# Dogs days of summer Voice over Adaptation



## silverboy9 (Feb 8, 2011)

Hello people i was allowed permission for the first 33 pages of Blotch spot-cats dogs Days of Summer Graphic novel. i am looking for voice actors. here is a general idea of what im looking for,

WHAT YOU NEED TO DO
-have a good quality mic, i will not tolerate any thing that sounds awful at all, idc if it it a little bit scratchy, but no breathing in the mic i hate that it doesn't feel real at all. 

-good voice acting for one of 4 voices. Australian accent, Minnesotan accent, and Englishwomen's accent, and a Malaysian accent. I will be more impressed if you naturally have those accents. 
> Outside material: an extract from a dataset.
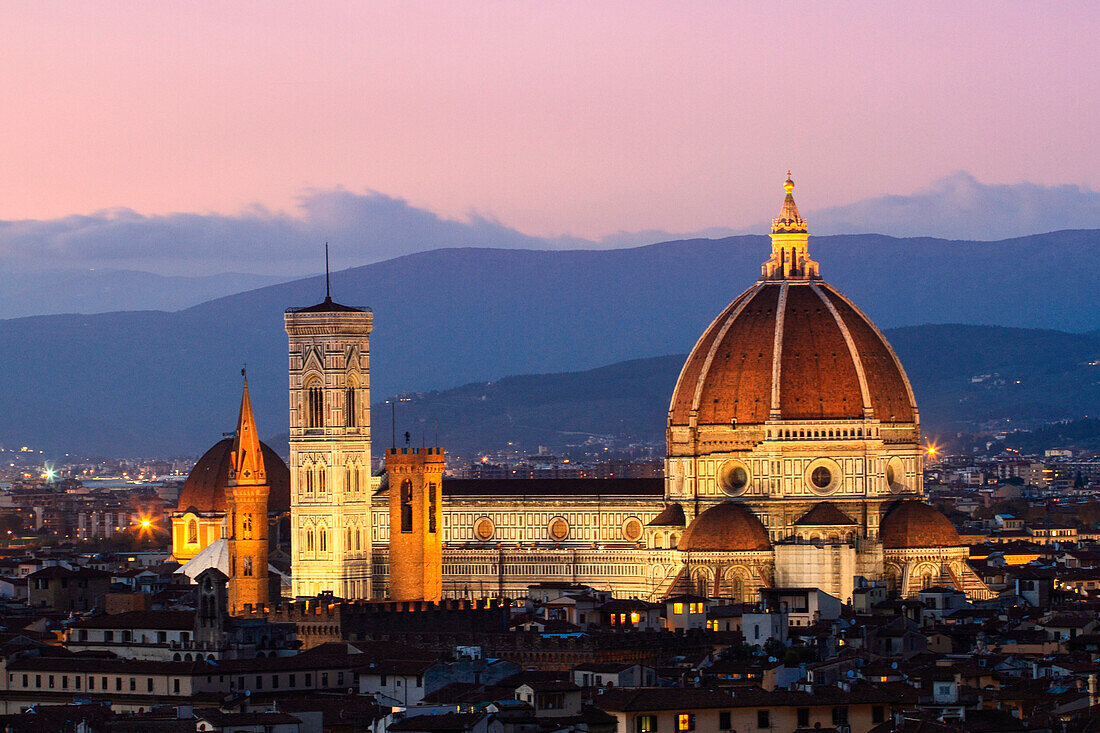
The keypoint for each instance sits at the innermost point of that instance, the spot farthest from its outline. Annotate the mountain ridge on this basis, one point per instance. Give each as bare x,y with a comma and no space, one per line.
164,382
-and the most required thing everyone looks for, commitment *watches as men everywhere flee* 

simple enough if you are an aspiring voice actor. but i will settle for really good voice actors if i cant get exactly what i want. i will need the main characters to be have the accent.

DETAILS
You can audition for any role, (boys will be boys, girls will be girls unless your really really good at it)
You can audition for all roles, BUT you will only receive one part. This is a mature comic, and it ends with a brutal ending. maybe if sales for the original comic sells blotch will allow me to do the rest but i really dont think so, This comic has a lot of gay themes to it so if you hate gay people get the fuck out. 
there are more male roles then girls, but if your a girl and you can still try out, if you think you got the girl balls to pull off a boy. 
please read the original comic to help you decide who to play.
http://www.dogsdaysofsummer.com/
Well i cant think of anything else, if you read the comic you get both the script and the characters. also those are the pages we will be covering. so i say read it, pick your role and read the next paragraph. 

Auditioning.

You submit your audition piece to my email rodneyrossjunior@hotmail.com. tittle it "audition" so i know what its for and i dont just delete it if it says "greg" :/... there are such things as spam emails. or you can upload it to furaffinity (recommended) so i can just click and play.'
auditions sent by email must have all information in the audio clip. (hey my name is Rodney and i'm audition for Diego) it must be more then 30 seconds long and no longer then 1 minute and 30 seconds. and as long as it on fur-affinity the details can be in the description. then send it to one of the multiple advertisement submissions of my fur-affinity page http://www.furaffinity.net/user/silverboy9/


----------



## theLight (Feb 8, 2011)

Edit for personal security.


----------



## Smelge (Feb 8, 2011)

Why are people intent on doing voice acting for things that are predominantly sex comics. Why?

WHY

Isn't there anything out there that is just interesting and not full on fucking left right and centre?


----------



## theLight (Feb 8, 2011)

Edit for personal security.


----------



## Smelge (Feb 8, 2011)

Ok, here's a question to the OP.

Why the fuck are you constantly spamming your stuff on FA? I've seen it at least 3 times now. You post a picture with a link to your journal, leave it a while then delete and repost.

Stop. It.


----------



## Ieatcrackersandjumpcliffs (Feb 8, 2011)

silverboy9 said:


> WHAT YOU NEED TO DO
> -have a good quality mic, *i will not tolerate *any thing that sounds awful at all, idc if it it a little bit scratchy, but no breathing in the mic i hate that it doesn't feel real at all.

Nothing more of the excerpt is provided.